Lagi pula, kata Fadli, survei tersebut dilakukan sebelum Prabowo menerima mandat sebagai capres pada 11 April lalu. Sehingga, menurutnya, tidak bisa dikatakan Prabowo akan kalah.

Fadli menilai tingkat kepuasan masyarakat kepada Jokowi sebesar 72,2 persen juga tidak mengindikasikan yang bersangkutan akan terpilih kembali sebagai presiden.
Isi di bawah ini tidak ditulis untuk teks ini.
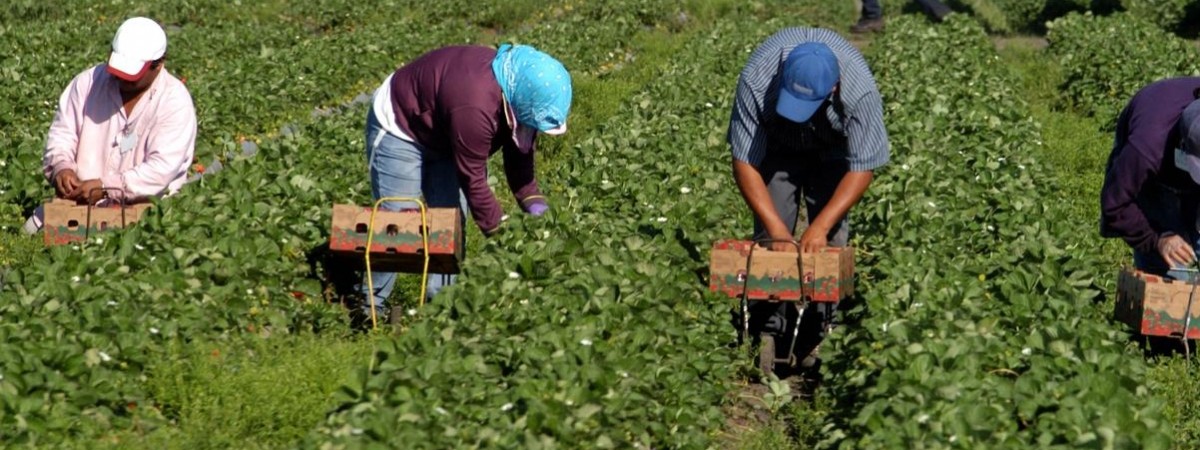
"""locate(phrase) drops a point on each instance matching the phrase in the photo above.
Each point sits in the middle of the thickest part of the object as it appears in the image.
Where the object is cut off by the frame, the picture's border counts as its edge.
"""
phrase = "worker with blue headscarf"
(435, 123)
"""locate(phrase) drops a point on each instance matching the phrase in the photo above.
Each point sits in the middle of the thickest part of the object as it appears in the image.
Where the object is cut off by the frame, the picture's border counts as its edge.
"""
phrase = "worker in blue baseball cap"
(807, 130)
(1151, 192)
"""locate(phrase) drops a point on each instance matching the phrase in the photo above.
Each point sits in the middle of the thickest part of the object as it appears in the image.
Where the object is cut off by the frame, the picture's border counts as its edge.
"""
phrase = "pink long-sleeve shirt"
(91, 123)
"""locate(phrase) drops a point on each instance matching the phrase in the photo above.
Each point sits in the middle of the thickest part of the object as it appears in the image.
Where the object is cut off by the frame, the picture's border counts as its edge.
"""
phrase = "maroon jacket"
(449, 102)
(1141, 166)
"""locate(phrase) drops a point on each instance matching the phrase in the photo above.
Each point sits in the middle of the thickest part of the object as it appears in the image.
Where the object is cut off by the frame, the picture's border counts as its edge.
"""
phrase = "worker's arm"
(847, 193)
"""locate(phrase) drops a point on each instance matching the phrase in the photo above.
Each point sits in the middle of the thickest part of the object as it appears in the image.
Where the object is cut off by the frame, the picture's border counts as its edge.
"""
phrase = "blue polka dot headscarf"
(537, 87)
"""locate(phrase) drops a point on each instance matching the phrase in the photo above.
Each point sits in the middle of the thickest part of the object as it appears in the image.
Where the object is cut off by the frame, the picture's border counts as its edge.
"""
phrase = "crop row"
(1024, 16)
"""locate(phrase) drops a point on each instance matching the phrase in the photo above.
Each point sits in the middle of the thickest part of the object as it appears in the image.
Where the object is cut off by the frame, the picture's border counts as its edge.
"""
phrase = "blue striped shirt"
(850, 126)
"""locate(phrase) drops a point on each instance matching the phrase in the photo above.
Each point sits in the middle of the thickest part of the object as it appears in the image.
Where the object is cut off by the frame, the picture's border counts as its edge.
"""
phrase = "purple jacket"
(1141, 167)
(449, 101)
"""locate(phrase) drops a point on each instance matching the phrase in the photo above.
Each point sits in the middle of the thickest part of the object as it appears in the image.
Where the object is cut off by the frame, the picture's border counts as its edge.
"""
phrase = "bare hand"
(1176, 251)
(65, 183)
(89, 191)
(814, 239)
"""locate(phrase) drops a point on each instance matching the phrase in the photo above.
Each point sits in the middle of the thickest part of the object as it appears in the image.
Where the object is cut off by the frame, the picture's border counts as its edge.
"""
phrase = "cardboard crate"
(1156, 306)
(396, 246)
(64, 221)
(828, 274)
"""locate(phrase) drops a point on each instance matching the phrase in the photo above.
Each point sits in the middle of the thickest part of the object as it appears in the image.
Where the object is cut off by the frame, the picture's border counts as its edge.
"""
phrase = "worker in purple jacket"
(436, 120)
(1152, 181)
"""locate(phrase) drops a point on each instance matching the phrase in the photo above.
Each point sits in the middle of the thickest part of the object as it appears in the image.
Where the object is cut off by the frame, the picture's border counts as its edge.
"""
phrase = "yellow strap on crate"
(425, 244)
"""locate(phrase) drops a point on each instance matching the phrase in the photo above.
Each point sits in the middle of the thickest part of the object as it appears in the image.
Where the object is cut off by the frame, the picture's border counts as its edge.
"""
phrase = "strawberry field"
(983, 316)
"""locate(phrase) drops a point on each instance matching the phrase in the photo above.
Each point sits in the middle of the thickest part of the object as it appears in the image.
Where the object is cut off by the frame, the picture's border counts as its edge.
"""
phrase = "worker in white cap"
(124, 130)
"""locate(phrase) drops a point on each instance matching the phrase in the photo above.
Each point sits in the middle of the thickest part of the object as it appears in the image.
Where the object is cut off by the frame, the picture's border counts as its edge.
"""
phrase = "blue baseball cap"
(810, 72)
(1187, 155)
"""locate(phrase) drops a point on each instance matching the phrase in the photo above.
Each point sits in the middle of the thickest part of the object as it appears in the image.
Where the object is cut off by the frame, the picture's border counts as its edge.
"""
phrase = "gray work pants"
(793, 177)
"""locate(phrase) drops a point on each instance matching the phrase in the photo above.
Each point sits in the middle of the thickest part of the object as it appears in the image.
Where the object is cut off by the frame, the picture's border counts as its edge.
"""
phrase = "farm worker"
(807, 130)
(1152, 181)
(436, 121)
(126, 126)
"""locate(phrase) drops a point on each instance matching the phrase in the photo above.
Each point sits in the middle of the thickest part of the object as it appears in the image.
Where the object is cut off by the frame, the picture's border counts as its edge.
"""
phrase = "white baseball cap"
(138, 42)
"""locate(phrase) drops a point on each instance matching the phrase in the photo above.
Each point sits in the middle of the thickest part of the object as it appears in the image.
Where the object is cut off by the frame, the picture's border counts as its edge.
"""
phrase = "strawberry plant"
(1096, 54)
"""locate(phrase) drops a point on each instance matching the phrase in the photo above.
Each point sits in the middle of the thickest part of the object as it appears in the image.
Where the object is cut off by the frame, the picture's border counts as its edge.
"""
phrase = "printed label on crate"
(66, 222)
(827, 275)
(1157, 306)
(396, 238)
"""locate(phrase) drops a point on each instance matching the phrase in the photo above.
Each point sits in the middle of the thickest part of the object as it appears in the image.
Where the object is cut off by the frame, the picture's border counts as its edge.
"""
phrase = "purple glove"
(538, 209)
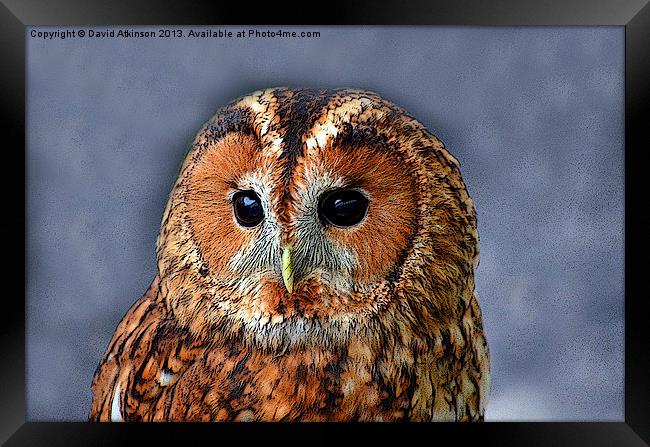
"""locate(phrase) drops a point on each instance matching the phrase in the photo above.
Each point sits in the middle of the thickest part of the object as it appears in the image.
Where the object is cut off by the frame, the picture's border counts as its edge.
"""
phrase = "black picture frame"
(634, 15)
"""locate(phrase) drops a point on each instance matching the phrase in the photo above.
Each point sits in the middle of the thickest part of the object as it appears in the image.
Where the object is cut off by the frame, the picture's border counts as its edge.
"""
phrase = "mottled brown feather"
(400, 339)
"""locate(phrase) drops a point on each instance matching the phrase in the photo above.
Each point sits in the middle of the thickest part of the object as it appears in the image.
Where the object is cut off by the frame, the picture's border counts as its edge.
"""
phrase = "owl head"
(304, 216)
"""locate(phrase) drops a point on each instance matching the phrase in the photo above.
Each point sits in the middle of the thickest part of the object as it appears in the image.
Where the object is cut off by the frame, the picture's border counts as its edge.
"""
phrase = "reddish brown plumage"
(382, 323)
"Sebagai contoh waktu Ahok, tingkat kepuasan masyarakat itu 70% tapi hasilnya cuma 42%. Tidak ada keterpilihan," kata Fadli.
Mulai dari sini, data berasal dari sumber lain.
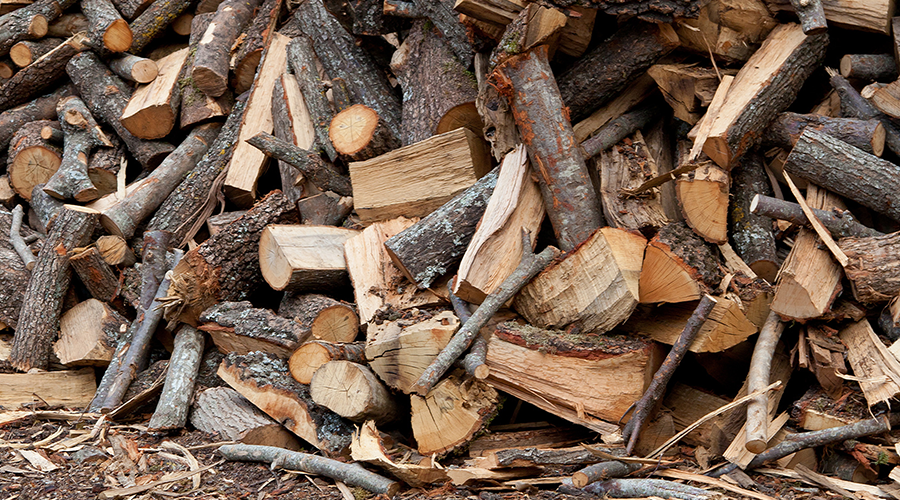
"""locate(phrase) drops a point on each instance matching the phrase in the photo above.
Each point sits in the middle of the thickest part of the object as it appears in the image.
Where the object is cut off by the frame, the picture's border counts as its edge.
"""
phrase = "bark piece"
(247, 162)
(569, 198)
(605, 70)
(459, 156)
(106, 96)
(240, 328)
(767, 84)
(310, 356)
(263, 379)
(304, 258)
(88, 334)
(39, 319)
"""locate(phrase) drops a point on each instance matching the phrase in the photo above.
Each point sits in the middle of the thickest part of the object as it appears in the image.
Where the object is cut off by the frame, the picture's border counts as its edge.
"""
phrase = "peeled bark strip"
(601, 73)
(768, 83)
(106, 28)
(226, 266)
(438, 93)
(144, 197)
(342, 58)
(352, 474)
(40, 75)
(751, 234)
(211, 63)
(106, 95)
(39, 319)
(846, 170)
(868, 135)
(569, 197)
(435, 245)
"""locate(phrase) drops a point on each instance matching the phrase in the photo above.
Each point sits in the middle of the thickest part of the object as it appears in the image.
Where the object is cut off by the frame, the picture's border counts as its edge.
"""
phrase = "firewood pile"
(323, 225)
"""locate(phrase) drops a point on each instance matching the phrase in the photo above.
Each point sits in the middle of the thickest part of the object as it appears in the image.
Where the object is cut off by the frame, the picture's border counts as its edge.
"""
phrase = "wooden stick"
(757, 379)
(662, 376)
(352, 474)
(528, 268)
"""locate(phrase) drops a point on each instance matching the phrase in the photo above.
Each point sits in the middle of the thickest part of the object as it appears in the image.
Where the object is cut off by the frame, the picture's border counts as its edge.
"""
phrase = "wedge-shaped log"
(587, 288)
(263, 379)
(767, 84)
(417, 179)
(304, 258)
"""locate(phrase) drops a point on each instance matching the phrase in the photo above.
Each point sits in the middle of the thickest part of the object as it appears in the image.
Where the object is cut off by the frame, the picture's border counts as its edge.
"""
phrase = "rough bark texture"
(601, 73)
(543, 123)
(847, 171)
(106, 96)
(38, 322)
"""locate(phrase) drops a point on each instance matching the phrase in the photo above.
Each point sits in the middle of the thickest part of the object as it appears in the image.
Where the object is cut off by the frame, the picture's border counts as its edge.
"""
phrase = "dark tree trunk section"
(255, 40)
(106, 96)
(751, 234)
(867, 135)
(40, 75)
(182, 209)
(341, 57)
(848, 171)
(543, 123)
(211, 62)
(301, 58)
(601, 73)
(435, 245)
(38, 322)
(226, 266)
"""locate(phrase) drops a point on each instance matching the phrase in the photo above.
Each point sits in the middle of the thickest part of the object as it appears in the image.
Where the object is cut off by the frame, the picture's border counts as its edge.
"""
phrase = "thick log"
(341, 57)
(608, 68)
(147, 194)
(226, 266)
(263, 379)
(186, 208)
(544, 127)
(435, 245)
(106, 95)
(41, 75)
(39, 319)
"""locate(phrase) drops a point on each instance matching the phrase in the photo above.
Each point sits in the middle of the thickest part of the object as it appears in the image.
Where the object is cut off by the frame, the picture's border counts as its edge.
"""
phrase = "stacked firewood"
(688, 199)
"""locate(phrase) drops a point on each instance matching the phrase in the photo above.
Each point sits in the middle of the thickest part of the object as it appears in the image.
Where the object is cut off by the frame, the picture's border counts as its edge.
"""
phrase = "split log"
(182, 212)
(263, 379)
(352, 391)
(588, 288)
(439, 94)
(751, 234)
(304, 258)
(626, 166)
(32, 159)
(240, 328)
(678, 266)
(608, 68)
(40, 75)
(581, 380)
(247, 162)
(459, 156)
(39, 319)
(147, 194)
(88, 334)
(768, 83)
(211, 63)
(106, 95)
(537, 105)
(226, 266)
(400, 351)
(310, 356)
(224, 412)
(341, 57)
(107, 30)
Terlebih, menurut Fadli, Pilpres masih akan dilangsungkan 1 tahun mendatang dan Prabowo masih mempunyai cukup waktu untuk menaikkan elektabilitasnya. Bahkan, menurutnya, mantan Danjen Kopassus tersebut masih diuntungkan karena sampai saat ini Jokowi belum mampu merealisasikan janji-janjinya.

"Kontestasi sesungguhnya nanti. Biar rakyat yang menentukan," kata Fadli.

Survei Litbang Kompas menyatakan elektabilitas Jokowi mendapatkan angka 55,9 persen. Naik dari enam bulan sebelumnya di angka 46,3 persen. Sementara Prabowo mendapatkan angka 14,1 persen. Turun dari enam bulan sebelumnya di angka 18,2 persen.

Survei tersebut diketahui menggunakan metode tatap muka terhadap 1200 responden di 34 provinsi secara periodik oleh Litbang Kompas pada 21 Maret-1 April 2018.

Tingkat kepercayaan survei ini 95 persen, margin of error plus minus 2,8 persen dalam kondisi penarikan sampel acak sederhana.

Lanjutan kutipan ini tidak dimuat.